A lot of boomers thinks windmills are against the natural order and will end the world.

Also solar parks are just the most ugly thing in the world. They must be banned.

A lot of younger people think that building of solar power and wind power in the past years caused decrease of global CO2 emissions. In reality, global CO2 emissions have been increasing each year.

https://ourworldindata.org/co2-emissions

  • The per region and per capita graphs do tell something you might want to consider.

    • Per region CO2 emissions don't matter, CO2 is a largely non-reactive gas, which is rapidly mixed throughout the entire troposphere in less than a year.

      https://www.metlink.org/wp-content/uploads/2020/11/FAQ6_2.pd...

      It's the total CO2 amount in atmosphere that determines radiative forcing.

      The IPCC summarized the current scientific consensus about radiative forcing changes as follows: "Human-caused radiative forcing of 2.72 W/m2 in 2019 relative to 1750 has warmed the climate system. This warming is mainly due to increased GHG concentrations, partly reduced by cooling due to increased aerosol concentrations"

      https://en.wikipedia.org/wiki/Radiative_forcing

My experience is that some people (of all generations) react really strongly against anything that involves birth and family.

IVF, gamete donation, surrogacy, gay families, various experiments with human embryos or artificial wombs, much or all of this is banned in many countries of the world mostly due to the "ick" factor. The smarter opponents tend to decorate their objections in the "we must be very, very careful" cloak, but if you dig deeper, you will find that it is indeed just a cloak in many cases and that the underlying root cause is "ick, this is against nature", and "really careful" means "erect impossibly high barriers by law".

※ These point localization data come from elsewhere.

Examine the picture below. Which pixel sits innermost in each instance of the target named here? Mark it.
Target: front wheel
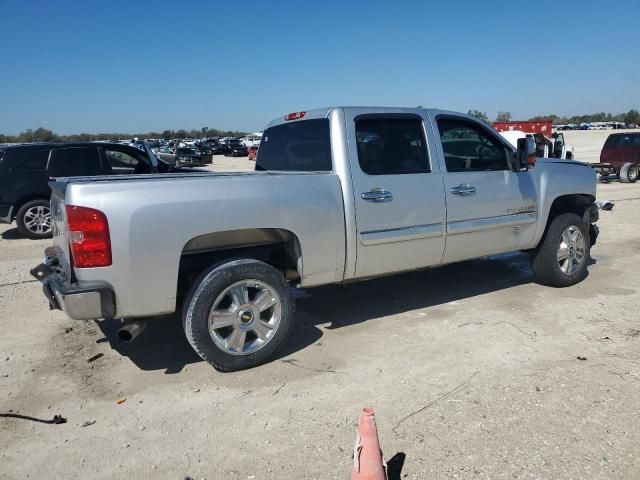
(561, 258)
(238, 314)
(34, 219)
(629, 173)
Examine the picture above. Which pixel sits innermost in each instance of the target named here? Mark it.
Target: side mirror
(526, 153)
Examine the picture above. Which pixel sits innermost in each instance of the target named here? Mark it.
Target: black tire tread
(20, 219)
(202, 294)
(544, 262)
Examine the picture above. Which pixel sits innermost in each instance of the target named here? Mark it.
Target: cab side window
(29, 160)
(125, 162)
(75, 161)
(468, 147)
(391, 146)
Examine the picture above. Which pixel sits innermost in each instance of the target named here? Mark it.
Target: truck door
(398, 190)
(491, 207)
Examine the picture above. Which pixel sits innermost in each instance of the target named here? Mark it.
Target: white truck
(340, 195)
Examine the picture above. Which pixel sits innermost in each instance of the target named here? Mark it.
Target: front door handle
(377, 196)
(463, 190)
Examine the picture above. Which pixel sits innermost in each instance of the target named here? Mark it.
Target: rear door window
(391, 146)
(28, 159)
(302, 146)
(468, 147)
(75, 161)
(127, 161)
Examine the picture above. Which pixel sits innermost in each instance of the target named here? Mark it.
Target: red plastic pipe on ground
(367, 455)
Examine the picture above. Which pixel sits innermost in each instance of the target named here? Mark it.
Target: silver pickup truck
(338, 195)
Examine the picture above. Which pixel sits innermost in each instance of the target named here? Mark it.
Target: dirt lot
(472, 370)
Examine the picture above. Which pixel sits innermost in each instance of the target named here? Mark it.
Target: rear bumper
(78, 302)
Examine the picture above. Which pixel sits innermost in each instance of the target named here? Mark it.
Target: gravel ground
(473, 371)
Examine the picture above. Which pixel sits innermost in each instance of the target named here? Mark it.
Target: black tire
(546, 267)
(26, 227)
(200, 299)
(628, 173)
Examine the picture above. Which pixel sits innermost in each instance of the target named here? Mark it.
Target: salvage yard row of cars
(195, 154)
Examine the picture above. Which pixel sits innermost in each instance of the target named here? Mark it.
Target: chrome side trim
(479, 224)
(376, 237)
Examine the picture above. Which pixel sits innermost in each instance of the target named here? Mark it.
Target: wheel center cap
(246, 317)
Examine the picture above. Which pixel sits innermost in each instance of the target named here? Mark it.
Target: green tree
(503, 117)
(479, 115)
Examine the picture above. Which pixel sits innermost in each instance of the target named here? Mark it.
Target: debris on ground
(95, 357)
(57, 419)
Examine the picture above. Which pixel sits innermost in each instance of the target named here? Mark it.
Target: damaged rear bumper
(86, 302)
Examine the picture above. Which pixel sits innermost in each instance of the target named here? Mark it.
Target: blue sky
(83, 66)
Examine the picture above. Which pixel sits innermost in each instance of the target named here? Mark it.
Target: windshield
(302, 146)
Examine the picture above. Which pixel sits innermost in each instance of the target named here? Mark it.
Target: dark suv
(25, 171)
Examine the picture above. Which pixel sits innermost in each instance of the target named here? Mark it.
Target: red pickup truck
(620, 155)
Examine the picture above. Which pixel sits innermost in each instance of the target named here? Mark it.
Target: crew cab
(339, 195)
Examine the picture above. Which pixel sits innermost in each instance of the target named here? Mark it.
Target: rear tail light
(89, 238)
(295, 116)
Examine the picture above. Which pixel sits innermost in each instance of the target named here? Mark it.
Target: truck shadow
(163, 346)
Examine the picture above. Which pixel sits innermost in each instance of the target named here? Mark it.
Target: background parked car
(621, 152)
(234, 148)
(166, 154)
(253, 152)
(25, 171)
(190, 157)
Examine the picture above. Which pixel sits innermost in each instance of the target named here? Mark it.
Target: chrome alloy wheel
(245, 317)
(572, 250)
(38, 220)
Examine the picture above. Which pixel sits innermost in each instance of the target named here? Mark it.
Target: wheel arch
(278, 247)
(570, 203)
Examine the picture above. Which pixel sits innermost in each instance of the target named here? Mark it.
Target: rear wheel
(34, 219)
(561, 259)
(238, 314)
(629, 173)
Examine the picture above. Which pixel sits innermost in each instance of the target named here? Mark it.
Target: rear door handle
(463, 190)
(377, 196)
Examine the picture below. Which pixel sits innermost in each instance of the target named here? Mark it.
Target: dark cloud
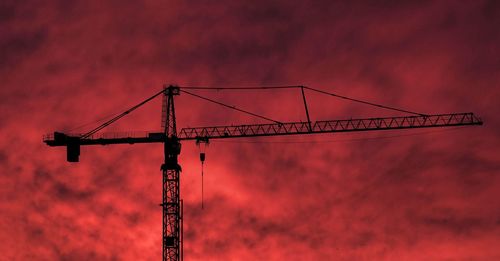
(418, 197)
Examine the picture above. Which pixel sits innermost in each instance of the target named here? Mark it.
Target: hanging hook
(202, 143)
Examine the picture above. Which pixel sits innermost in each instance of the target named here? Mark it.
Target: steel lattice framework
(172, 235)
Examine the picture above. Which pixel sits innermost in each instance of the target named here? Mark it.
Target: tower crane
(172, 236)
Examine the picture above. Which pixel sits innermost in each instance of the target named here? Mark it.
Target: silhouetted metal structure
(172, 235)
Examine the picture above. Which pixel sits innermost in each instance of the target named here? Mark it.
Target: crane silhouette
(172, 204)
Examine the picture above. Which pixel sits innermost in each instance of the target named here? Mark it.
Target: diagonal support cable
(364, 102)
(230, 106)
(119, 116)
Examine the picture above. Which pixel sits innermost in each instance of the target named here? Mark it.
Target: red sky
(423, 196)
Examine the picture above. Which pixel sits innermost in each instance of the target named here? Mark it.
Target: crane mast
(172, 205)
(171, 202)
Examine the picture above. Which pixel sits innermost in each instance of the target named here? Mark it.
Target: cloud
(357, 196)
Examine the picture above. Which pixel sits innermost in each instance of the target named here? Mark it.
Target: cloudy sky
(401, 195)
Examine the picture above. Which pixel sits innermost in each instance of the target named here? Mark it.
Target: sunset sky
(431, 194)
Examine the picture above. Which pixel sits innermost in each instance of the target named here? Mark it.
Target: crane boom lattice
(172, 233)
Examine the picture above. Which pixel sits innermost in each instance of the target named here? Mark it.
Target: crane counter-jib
(275, 129)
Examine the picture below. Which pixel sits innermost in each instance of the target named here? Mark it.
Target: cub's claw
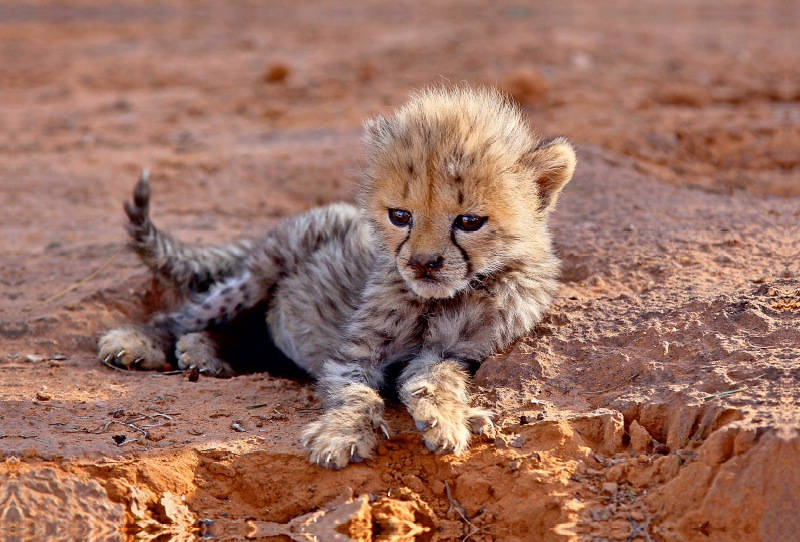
(343, 435)
(437, 399)
(127, 347)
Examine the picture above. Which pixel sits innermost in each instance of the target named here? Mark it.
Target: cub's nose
(422, 264)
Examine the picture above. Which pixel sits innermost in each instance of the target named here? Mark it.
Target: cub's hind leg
(138, 346)
(201, 350)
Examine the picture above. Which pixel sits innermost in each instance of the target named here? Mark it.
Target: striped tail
(185, 267)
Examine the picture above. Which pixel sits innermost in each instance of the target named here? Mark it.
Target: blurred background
(247, 111)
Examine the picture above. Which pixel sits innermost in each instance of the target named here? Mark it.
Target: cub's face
(458, 188)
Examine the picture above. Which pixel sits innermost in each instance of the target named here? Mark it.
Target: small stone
(640, 438)
(222, 469)
(192, 374)
(276, 73)
(413, 483)
(437, 487)
(610, 488)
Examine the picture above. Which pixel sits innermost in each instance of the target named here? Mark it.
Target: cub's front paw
(437, 400)
(128, 347)
(343, 435)
(200, 351)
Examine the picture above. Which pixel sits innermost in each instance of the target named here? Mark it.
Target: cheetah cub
(446, 259)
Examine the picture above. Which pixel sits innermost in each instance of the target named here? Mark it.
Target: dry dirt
(659, 399)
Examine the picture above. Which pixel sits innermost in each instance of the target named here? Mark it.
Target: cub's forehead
(461, 174)
(456, 148)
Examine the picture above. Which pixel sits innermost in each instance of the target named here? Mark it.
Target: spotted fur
(446, 260)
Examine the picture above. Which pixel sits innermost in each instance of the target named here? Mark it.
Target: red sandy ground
(679, 235)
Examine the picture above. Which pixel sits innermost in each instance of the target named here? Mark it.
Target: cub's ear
(553, 163)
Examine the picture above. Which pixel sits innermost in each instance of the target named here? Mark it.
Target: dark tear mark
(460, 249)
(408, 236)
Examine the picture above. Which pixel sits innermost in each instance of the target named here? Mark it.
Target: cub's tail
(187, 268)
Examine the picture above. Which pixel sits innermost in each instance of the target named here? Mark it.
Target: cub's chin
(432, 288)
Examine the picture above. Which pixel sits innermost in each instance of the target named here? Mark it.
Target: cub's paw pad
(200, 351)
(442, 420)
(343, 436)
(129, 347)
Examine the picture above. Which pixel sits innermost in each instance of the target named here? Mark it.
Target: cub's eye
(399, 217)
(469, 223)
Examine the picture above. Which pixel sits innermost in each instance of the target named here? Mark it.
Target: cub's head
(458, 188)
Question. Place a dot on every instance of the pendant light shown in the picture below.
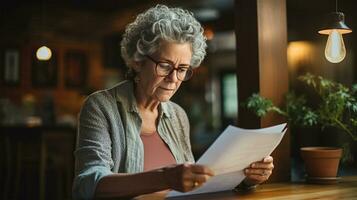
(335, 50)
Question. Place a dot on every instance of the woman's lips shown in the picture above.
(167, 89)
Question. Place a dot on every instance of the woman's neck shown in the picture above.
(144, 102)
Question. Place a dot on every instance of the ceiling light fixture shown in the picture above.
(335, 50)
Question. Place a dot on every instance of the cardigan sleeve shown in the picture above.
(93, 158)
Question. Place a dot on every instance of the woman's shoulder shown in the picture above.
(109, 94)
(106, 97)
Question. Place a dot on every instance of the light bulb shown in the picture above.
(335, 50)
(43, 53)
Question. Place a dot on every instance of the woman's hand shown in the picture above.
(260, 171)
(186, 177)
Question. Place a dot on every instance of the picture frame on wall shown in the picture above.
(44, 73)
(10, 70)
(75, 69)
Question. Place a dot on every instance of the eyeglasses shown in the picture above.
(165, 68)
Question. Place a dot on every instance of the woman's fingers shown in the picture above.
(260, 171)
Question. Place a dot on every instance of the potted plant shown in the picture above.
(335, 106)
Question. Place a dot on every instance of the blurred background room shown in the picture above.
(41, 91)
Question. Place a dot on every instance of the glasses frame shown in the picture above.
(187, 77)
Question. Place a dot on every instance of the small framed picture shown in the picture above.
(10, 72)
(75, 69)
(44, 73)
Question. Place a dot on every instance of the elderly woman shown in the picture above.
(132, 139)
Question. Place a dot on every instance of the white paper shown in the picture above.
(233, 151)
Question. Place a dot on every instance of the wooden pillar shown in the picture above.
(261, 35)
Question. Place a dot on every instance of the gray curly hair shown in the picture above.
(142, 37)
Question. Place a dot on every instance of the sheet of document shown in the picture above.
(233, 151)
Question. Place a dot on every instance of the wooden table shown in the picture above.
(346, 189)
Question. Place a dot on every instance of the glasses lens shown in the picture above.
(188, 74)
(163, 69)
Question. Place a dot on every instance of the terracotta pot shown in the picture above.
(321, 162)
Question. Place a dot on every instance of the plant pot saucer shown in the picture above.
(323, 180)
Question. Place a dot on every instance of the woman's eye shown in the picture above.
(165, 65)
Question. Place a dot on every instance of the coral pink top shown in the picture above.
(156, 153)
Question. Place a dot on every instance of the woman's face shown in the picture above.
(160, 88)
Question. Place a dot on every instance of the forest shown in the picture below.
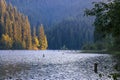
(15, 30)
(65, 25)
(107, 25)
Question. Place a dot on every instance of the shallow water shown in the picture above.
(55, 65)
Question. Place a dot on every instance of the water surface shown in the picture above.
(55, 65)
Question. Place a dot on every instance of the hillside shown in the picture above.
(49, 12)
(64, 20)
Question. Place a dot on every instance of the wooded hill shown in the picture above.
(15, 31)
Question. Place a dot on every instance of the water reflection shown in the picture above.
(57, 66)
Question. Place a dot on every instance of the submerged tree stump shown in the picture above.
(96, 67)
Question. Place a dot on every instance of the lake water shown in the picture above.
(55, 65)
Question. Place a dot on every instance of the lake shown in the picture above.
(56, 65)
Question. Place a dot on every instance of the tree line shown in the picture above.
(15, 30)
(107, 24)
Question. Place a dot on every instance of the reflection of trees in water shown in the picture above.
(117, 61)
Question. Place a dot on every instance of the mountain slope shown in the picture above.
(50, 11)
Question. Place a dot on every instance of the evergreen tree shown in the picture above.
(107, 22)
(42, 38)
(6, 42)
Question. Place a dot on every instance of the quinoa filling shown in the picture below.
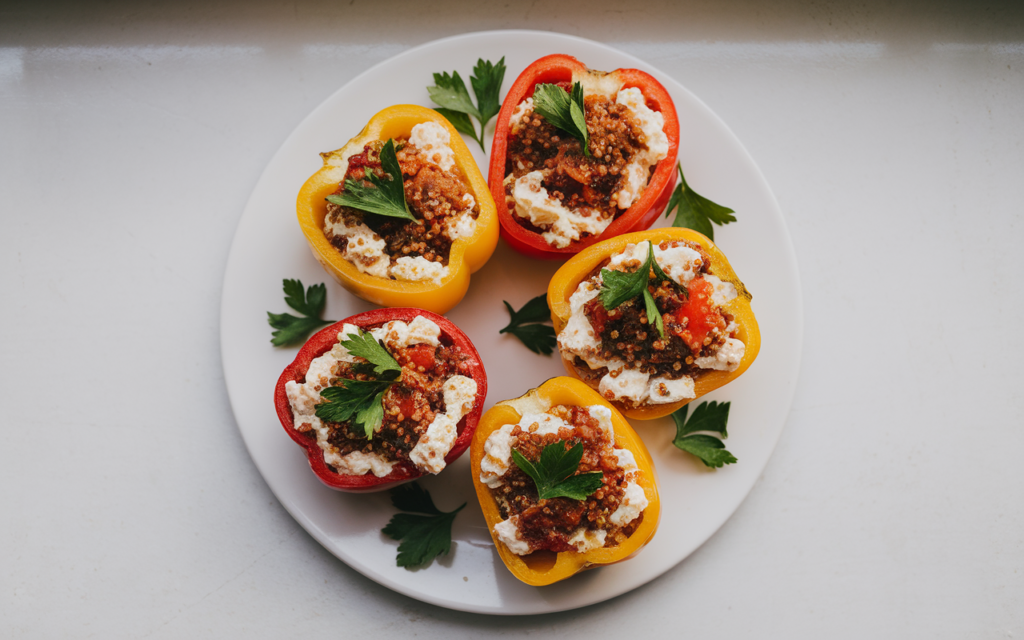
(437, 196)
(421, 412)
(606, 518)
(620, 353)
(552, 188)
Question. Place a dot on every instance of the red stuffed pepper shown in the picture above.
(383, 397)
(555, 195)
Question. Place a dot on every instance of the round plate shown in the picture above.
(268, 247)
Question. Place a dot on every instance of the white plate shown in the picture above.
(269, 247)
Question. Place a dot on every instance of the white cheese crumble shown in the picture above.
(434, 443)
(652, 124)
(498, 457)
(432, 141)
(681, 263)
(565, 225)
(418, 269)
(365, 248)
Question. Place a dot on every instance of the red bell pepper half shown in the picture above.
(323, 341)
(561, 68)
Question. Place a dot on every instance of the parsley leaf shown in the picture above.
(366, 346)
(707, 417)
(617, 287)
(291, 329)
(423, 537)
(358, 400)
(450, 93)
(386, 197)
(539, 338)
(361, 400)
(553, 473)
(564, 111)
(694, 211)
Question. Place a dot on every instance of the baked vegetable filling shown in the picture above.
(605, 518)
(625, 356)
(555, 188)
(421, 408)
(437, 196)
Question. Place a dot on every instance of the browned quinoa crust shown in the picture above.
(578, 181)
(410, 406)
(548, 524)
(433, 196)
(627, 336)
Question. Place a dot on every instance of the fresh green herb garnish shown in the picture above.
(450, 92)
(538, 338)
(694, 211)
(553, 472)
(617, 287)
(386, 197)
(707, 417)
(564, 111)
(291, 329)
(423, 537)
(361, 401)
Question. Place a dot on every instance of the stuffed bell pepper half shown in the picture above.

This even isn't subject to polarization and seems to be shared across the political board.

  • Could it be all the conservative propaganda that gets people prejudiced against things they're ignorant about and aren't impacted by?

    • IDK, but I have read a lot of objections from feminists as well.

      Where I live, the religious population is under 10 per cent, but complete atheists will argue like this as well.

      I suspect the "ick" factor is simply inherent here. Kids provoke instinctive protective/emotional reactions in a way that other phenomena don't.

      For example, it is quite obvious that Trump faces a lot more popular backlash due to his suspected connections with Epstein than over his actual threats to Denmark/Greenland and war with Iran.